The Toronto Raptors are getting some much-needed frontline help.
They have officially signed centre Khem Birch for the remainder of the season after the Montreal native reached a buyout with the Orlando Magic and cleared waivers.
The 28 year old averaged 9.6 points, 9.2 rebounds and 1.1 blocks per 36 minutes with the Magic this season. Birch was in the final year of his two-year, $6 million deal he signed in the summer of 2019. He is set to become an unrestricted free agent at the end of the season.
Birch should have some familiarity with Raptors head coach Nick Nurse. Nurse coached Birch when the two were a part of the Canadian men's national team that competed at the 2019 FIBA World Cup.
"Team Canada has a lot of potential, especially with coach Nurse," Birch said in an interview on Sportsnet 590 back in March of 2020. "With the roster we had, I think he did a really good job, and I imagine if we had all our guys I think we would have won the whole thing.
"It's a really good benefit and individually it was good as well, to see my potential.
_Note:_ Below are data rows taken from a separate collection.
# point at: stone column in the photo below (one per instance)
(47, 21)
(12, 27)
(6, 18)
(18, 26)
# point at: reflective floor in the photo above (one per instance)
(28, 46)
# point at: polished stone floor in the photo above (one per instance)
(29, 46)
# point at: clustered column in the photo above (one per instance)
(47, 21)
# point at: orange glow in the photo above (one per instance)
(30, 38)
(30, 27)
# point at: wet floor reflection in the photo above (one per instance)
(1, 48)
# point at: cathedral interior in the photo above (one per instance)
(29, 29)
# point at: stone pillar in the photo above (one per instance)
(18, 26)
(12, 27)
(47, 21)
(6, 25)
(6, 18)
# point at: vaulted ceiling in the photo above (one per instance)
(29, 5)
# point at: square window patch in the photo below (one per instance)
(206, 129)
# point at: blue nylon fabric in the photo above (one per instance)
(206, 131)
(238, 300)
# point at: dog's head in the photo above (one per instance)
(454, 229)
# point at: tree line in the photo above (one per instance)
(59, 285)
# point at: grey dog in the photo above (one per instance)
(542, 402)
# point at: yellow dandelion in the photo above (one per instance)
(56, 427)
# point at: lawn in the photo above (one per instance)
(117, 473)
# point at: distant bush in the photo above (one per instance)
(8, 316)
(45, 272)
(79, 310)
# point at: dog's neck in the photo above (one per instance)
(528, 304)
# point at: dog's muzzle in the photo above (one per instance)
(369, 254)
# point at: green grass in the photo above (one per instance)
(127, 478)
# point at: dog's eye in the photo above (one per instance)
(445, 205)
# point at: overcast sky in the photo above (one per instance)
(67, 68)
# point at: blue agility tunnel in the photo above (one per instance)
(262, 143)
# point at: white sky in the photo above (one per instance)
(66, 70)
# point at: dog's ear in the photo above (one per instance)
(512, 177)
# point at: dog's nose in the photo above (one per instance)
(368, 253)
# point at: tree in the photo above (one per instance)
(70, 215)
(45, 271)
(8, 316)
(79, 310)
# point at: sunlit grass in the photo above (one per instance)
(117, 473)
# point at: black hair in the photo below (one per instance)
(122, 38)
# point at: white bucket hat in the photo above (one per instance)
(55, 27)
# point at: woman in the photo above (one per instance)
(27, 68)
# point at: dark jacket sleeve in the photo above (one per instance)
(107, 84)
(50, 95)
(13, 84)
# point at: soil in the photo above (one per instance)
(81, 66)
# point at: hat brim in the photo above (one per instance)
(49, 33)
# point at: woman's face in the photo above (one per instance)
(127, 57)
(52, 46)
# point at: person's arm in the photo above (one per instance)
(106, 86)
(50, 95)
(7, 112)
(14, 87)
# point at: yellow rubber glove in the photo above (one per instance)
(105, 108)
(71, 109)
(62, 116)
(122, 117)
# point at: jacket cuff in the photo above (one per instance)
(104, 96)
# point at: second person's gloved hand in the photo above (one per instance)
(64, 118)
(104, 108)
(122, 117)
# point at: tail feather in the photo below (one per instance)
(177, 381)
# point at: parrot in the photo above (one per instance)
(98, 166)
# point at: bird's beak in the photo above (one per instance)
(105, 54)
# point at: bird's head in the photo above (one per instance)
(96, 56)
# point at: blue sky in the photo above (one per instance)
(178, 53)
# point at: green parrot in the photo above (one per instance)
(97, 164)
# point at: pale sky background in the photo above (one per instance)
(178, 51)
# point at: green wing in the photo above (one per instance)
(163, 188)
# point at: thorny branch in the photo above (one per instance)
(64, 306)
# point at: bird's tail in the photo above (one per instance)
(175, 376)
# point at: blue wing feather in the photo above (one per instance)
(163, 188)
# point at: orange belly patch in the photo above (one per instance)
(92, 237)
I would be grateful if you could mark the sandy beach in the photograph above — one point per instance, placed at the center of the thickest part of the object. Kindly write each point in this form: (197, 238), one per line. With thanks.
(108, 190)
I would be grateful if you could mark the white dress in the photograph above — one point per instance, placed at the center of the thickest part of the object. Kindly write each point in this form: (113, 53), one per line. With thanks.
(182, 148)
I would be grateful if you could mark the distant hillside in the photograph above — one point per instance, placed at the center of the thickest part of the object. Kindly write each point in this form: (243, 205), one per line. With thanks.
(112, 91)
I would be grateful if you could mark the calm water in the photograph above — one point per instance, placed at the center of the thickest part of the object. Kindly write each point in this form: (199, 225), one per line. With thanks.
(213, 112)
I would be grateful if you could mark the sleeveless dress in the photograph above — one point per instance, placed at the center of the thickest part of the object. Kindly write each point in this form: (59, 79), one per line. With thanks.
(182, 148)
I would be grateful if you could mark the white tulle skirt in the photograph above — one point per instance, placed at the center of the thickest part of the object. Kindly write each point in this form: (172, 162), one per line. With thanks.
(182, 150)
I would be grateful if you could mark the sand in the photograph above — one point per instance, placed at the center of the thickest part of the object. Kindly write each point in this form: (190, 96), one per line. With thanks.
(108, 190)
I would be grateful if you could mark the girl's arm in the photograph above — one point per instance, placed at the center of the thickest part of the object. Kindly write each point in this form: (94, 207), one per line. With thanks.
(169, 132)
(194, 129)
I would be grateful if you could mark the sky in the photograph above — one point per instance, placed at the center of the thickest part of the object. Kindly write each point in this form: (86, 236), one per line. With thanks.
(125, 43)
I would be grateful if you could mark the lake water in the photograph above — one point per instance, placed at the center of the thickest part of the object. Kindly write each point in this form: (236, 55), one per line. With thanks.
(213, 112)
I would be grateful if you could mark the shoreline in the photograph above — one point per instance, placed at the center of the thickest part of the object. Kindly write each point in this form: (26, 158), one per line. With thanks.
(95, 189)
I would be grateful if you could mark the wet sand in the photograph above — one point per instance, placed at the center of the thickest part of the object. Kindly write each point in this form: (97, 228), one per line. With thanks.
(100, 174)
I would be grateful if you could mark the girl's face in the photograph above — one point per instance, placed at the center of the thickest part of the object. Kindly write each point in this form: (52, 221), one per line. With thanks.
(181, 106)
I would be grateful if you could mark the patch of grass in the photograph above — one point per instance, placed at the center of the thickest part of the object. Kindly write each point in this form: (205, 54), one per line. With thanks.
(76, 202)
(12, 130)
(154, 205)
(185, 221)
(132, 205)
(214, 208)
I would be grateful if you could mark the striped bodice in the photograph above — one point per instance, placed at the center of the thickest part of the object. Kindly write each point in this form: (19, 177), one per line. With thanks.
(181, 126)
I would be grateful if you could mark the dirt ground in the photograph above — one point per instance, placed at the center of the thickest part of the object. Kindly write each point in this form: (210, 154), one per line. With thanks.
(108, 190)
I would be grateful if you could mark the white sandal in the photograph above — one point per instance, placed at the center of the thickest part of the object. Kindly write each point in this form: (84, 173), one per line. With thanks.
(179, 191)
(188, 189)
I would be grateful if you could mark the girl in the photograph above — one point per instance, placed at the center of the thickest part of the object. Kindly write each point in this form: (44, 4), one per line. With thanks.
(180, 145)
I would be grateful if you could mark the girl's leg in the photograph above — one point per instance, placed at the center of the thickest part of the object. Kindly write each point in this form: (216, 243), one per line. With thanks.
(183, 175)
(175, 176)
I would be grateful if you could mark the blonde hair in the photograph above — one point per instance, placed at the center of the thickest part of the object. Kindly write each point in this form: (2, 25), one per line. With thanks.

I've never had a coach tell me to do those types of things…
"He's a great guy and down to earth. He's kind of different from the other coaches I've had. He's really new school and I see why the Raptors are a very good team."
Birch averaged 11.6 points, 7.0 rebounds, 2.0 steals and 1.1 blocks while shooting 57.9 percent from the field at the World Cup. Nurse asked Birch to carry a heavier offensive load than he was customed to, along with having to anchor the team's defence. Birch responded well and now he'll have the opportunity to play for Nurse in the NBA and hopefully, he'll be able to unlock some of the confidence and potential he unlocked in China.
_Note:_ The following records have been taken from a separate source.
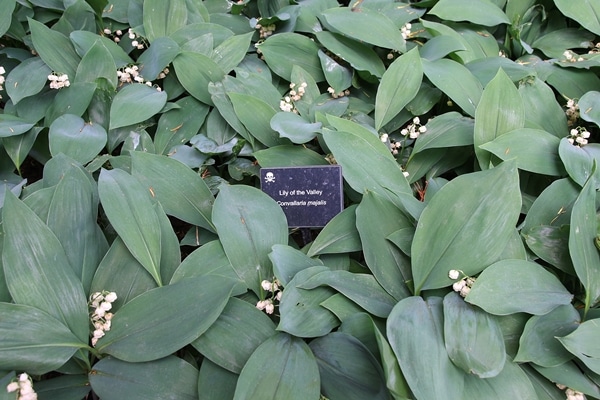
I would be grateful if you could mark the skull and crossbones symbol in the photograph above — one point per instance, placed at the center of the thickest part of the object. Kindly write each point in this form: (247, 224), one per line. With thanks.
(269, 177)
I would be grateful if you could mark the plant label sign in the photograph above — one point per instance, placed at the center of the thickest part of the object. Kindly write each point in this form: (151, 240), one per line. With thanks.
(309, 196)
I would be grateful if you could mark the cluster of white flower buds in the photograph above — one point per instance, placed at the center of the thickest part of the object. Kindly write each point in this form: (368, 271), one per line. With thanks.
(287, 104)
(265, 31)
(24, 387)
(275, 293)
(101, 303)
(578, 136)
(463, 286)
(58, 81)
(415, 129)
(2, 72)
(335, 95)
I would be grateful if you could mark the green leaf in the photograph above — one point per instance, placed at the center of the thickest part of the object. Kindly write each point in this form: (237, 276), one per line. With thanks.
(127, 205)
(97, 63)
(583, 343)
(167, 378)
(161, 18)
(539, 344)
(499, 111)
(348, 370)
(517, 286)
(338, 236)
(542, 158)
(284, 50)
(586, 12)
(415, 331)
(360, 56)
(72, 136)
(135, 103)
(283, 367)
(582, 233)
(235, 335)
(239, 214)
(480, 12)
(37, 271)
(474, 341)
(181, 191)
(294, 127)
(365, 25)
(135, 337)
(466, 234)
(363, 289)
(11, 125)
(27, 79)
(300, 309)
(456, 81)
(195, 71)
(399, 85)
(256, 115)
(376, 219)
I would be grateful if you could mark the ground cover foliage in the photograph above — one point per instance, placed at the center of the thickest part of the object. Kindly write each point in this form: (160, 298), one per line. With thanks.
(146, 263)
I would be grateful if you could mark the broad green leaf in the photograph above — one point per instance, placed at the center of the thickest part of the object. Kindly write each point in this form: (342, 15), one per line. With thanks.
(294, 127)
(195, 71)
(97, 63)
(348, 370)
(167, 378)
(288, 156)
(363, 289)
(287, 262)
(300, 311)
(239, 214)
(284, 50)
(510, 383)
(11, 125)
(72, 136)
(415, 331)
(338, 236)
(26, 79)
(181, 191)
(542, 158)
(399, 85)
(499, 111)
(54, 48)
(582, 233)
(72, 218)
(583, 343)
(283, 367)
(586, 12)
(473, 339)
(126, 202)
(367, 164)
(157, 57)
(463, 232)
(360, 56)
(179, 125)
(480, 12)
(135, 103)
(235, 335)
(376, 219)
(365, 25)
(43, 343)
(539, 344)
(256, 115)
(37, 271)
(518, 286)
(162, 18)
(135, 337)
(456, 81)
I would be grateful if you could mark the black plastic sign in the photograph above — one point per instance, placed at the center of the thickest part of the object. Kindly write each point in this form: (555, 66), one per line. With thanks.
(309, 196)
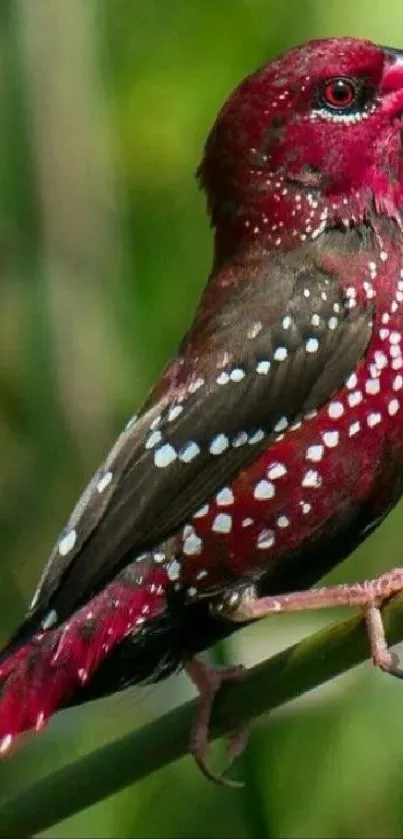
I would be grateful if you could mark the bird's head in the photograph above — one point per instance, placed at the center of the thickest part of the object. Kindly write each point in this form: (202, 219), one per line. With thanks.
(313, 137)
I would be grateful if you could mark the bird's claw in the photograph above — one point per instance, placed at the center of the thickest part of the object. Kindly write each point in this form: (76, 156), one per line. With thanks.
(209, 680)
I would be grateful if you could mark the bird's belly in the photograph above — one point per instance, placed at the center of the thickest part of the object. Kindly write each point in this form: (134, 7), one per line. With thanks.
(341, 466)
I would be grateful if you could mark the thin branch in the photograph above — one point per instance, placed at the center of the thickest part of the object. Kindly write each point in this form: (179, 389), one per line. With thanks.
(321, 657)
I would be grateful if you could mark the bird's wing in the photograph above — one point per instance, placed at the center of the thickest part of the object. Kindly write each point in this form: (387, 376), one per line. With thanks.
(271, 352)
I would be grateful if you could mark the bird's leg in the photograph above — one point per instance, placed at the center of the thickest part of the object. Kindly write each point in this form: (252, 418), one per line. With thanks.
(369, 596)
(209, 680)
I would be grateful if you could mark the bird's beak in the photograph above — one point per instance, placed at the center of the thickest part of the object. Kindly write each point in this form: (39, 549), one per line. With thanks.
(393, 70)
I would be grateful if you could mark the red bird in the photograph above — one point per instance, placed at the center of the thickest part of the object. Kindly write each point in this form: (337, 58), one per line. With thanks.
(273, 444)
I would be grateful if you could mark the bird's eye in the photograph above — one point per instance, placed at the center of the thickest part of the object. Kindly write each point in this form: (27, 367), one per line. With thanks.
(338, 95)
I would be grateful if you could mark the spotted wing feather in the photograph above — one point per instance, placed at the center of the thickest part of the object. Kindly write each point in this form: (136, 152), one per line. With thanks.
(285, 343)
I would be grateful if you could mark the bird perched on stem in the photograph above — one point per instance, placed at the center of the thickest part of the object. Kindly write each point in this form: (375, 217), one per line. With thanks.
(273, 444)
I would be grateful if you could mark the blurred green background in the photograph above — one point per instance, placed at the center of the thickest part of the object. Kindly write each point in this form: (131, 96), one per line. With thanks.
(104, 250)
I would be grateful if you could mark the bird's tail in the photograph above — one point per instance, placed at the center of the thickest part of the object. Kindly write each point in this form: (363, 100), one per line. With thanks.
(40, 675)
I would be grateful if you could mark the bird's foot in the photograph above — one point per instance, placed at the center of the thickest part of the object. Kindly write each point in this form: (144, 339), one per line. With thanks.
(209, 680)
(369, 596)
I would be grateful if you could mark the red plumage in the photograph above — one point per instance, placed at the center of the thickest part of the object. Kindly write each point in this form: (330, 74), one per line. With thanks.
(272, 445)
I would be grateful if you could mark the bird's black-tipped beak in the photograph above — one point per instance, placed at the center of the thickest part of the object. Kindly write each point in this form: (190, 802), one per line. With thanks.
(392, 80)
(395, 54)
It's no secret that Toronto has been needing frontcourt help and with the addition of Birch, they might be able to find a combination to get back on the right track to close out the season.
Where Birch's immediate impact should be felt is on the defensive end. Aron Baynes hasn't been the defender the Raptors anticipated and Chris Boucher has lacked the size to compete with some of the beefier bigs in the league. Birch is a better and more versatile defender than Baynes at this point in his career and at 6-foot-9, 235 pounds, Birch can bang with the bigger bodies in the league without an issue.
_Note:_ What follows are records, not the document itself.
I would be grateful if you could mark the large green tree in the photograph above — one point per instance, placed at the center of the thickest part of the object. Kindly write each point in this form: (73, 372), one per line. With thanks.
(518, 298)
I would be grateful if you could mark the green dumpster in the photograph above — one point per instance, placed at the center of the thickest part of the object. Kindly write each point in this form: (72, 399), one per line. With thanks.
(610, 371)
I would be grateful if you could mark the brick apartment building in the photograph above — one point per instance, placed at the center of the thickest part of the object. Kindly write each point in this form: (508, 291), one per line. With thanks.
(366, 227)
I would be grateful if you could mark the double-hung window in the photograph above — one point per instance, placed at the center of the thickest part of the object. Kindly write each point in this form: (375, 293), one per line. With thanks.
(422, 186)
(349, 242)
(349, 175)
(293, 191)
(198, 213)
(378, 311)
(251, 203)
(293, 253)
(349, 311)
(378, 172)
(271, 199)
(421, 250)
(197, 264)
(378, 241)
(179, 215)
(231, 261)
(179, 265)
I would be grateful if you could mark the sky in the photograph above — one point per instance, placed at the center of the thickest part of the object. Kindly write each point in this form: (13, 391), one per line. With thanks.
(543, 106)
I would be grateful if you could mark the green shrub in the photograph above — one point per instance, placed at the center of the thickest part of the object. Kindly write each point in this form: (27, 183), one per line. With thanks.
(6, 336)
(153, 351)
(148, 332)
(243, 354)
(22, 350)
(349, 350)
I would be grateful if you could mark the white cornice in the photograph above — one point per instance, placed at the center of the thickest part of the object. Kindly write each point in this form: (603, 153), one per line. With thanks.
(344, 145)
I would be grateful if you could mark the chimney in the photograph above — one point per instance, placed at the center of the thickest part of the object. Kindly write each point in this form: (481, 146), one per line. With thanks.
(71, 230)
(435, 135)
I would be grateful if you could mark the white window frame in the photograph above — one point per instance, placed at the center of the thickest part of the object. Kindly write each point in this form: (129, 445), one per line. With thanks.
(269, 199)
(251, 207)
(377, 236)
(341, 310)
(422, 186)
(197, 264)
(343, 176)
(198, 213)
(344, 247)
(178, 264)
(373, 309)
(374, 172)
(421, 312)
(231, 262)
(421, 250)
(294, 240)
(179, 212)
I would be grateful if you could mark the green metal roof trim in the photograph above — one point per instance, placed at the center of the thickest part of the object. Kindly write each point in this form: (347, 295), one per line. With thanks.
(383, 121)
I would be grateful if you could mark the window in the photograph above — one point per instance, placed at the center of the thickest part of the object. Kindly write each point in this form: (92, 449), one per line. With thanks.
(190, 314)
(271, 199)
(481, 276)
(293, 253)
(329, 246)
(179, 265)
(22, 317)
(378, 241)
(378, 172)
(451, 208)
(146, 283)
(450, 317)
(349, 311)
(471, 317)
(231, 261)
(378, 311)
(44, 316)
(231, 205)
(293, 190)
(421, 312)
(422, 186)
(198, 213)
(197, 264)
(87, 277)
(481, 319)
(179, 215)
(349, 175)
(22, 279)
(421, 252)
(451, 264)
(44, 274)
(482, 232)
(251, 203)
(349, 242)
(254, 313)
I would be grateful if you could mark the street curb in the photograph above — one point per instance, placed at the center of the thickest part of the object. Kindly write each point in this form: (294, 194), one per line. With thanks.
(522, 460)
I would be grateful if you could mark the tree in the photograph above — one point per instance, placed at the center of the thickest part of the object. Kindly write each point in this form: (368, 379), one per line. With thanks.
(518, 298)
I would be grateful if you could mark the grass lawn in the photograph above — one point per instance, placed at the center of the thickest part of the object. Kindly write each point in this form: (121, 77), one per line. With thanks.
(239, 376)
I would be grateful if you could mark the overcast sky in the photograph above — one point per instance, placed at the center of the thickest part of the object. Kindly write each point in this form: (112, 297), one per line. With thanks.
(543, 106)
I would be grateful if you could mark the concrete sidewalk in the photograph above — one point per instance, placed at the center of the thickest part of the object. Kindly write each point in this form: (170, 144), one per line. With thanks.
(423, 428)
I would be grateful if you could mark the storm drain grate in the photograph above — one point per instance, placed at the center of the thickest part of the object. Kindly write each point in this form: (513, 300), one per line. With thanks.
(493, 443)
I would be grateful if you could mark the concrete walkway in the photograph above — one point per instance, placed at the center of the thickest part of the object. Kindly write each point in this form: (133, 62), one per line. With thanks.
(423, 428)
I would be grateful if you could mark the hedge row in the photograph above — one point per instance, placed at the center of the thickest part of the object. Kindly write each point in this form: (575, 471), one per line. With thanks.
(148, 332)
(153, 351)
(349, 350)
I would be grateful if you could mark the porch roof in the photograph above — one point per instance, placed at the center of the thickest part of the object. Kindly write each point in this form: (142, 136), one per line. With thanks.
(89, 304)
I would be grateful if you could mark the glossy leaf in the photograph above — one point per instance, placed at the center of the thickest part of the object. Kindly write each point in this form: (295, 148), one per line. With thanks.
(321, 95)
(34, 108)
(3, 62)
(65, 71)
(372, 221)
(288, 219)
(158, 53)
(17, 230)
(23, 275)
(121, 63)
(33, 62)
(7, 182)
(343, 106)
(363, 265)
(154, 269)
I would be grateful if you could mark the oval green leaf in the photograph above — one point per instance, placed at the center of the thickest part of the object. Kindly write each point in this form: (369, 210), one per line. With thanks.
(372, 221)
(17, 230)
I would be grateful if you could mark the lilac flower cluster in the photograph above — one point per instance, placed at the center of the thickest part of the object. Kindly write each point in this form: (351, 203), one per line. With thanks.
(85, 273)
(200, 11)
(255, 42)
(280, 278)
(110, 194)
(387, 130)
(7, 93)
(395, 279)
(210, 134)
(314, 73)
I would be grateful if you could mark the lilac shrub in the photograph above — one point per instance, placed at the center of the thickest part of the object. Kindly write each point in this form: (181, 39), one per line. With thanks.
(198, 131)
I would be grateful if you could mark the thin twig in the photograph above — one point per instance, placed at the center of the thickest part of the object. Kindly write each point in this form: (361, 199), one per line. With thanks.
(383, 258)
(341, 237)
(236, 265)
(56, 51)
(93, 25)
Orlando has been awful defensively this season, but when Birch was on the floor they were elite. According to NBA Stats, with Birch in the game, the Magic were giving up 107.6 points per 100 possessions. When he sat that number ballooned to 113.4. That's the difference between the Magic having a top-five defence in the league with Birch on the floor and a bottom-five defence in the league when he wasn't in the game. With Birch potentially anchoring Toronto's defence, it should be better than what it's been so far this season.
On the offensive end, I doubt that Nurse will lean on Birch to score in the post as much as he did for Team Canada, but Birch can certainly score down there. He proved that for Team Canada and in his limited opportunities this season for the Magic, he's been fairly efficient on the block. Birch ranks in the 73rd percentile in post-ups, according to NBA Stats. Although it's an extremely tiny sample size (less than a possession a game), no one on the Raptors right now has been that efficient. For a Raptors team that struggles to find easy looks on occasion having the option to put Birch on the block could be a welcomed sight.
Birch has also turned into an elite offensive rebounder since entering the league. The Canadian has an offensive rebounding percentage of 10.6 this season, according to NBA Stats. No Raptor is in double digits in offensive rebounding rate this season.
Birch may not answer all of the Raptors' problems this season, but he'll certainly help. With 20 games remaining the team can use all the help it could get as they try and make the postseason.
Looking ahead, adding Birch on the roster now gives Toronto a good look at him in their system and they can then determine his value. He should be relatively cheaper in comparison to other starting NBA centers and if he can fill the void left behind by Serge Ibaka and Marc Gasol, that's one less area of need that the Raptors have to address this offseason.
For Birch, this is his chance to prove he belongs in the league. He was buried in a crowded Orlando frontcourt, but now he lands on a team desperate for his help.
This should be a win-win situation for both sides.